I felt afraid. I wasn’t just afraid of him — I also felt fearful in a general way, experiencing a sense of fear that wasn’t attached to anything specific.

A ‘free-floating’ sense of fear is a good way to describe it, to borrow from the description of generalized anxiety disorder. I was afraid when I took my dog for a walk in broad daylight in a safe neighborhood. I hesitated, my hand frozen on my bedroom doorknob, before I’d open it in the morning. I wasn’t sure who or what I was so afraid of.  I’d been preyed upon by a predator I didn’t even know existed, and to make matters worse, that predator was someone I loved and trusted.  I didn’t feel safe anymore. It seemed that everything I was certain of was an illusion. I felt……vulnerable. Very vulnerable.
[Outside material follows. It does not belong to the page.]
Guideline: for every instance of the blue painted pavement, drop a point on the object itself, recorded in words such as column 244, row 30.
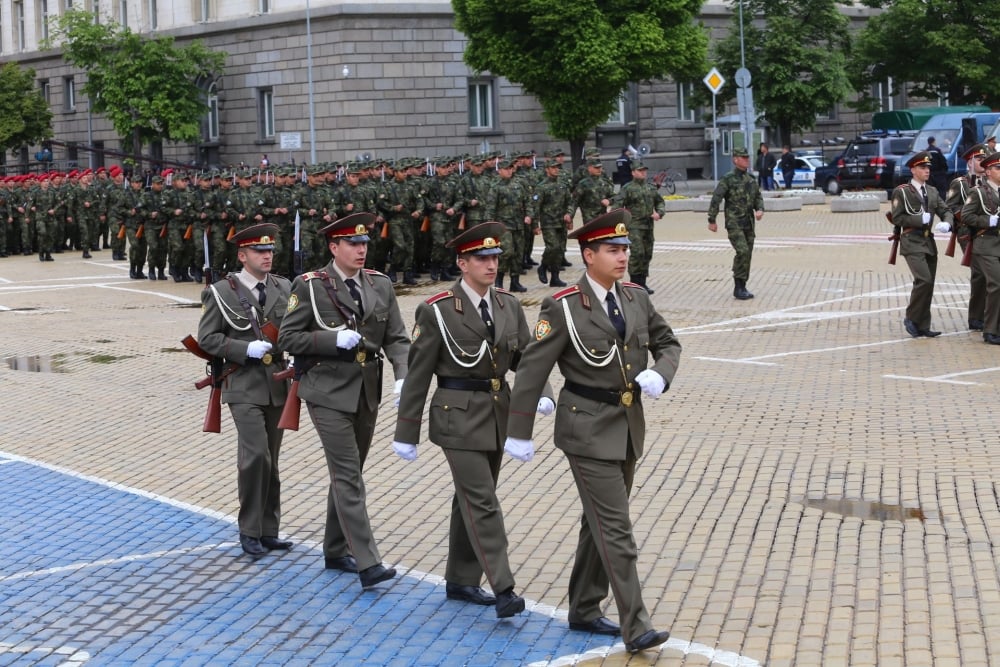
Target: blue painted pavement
column 98, row 575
I came to learn that many who are victimized experience the same thing. Fear is part of the aftermath of trauma. The fear expands beyond the traumatic event that caused it, and we wonder, “what else might happen?”  We are between places of safety, out in the open, seemingly without protection or defense.

“…It really is a strange and barren landscape and it takes time and self care to get back to a space of feeling safe – safe emotionally deep within the self, within ones own home, thoughts, identity, within one’s community and within ones sense of reality and trust…” A blog reader named Aurora, quoted in Liminality, the Unsettling Space of In-Between’

Once you move beyond fear, you get your life back. You stand on solid ground and feel safe again, even while you have a more realistic sense of the dangers in life. You find that you’re braver and stronger than you were before. You see life differently and live life differently. It doesn’t change what happened to you, but what happened to you no longer controls you.

How do you get there? How do you move from fear to safety and confidence?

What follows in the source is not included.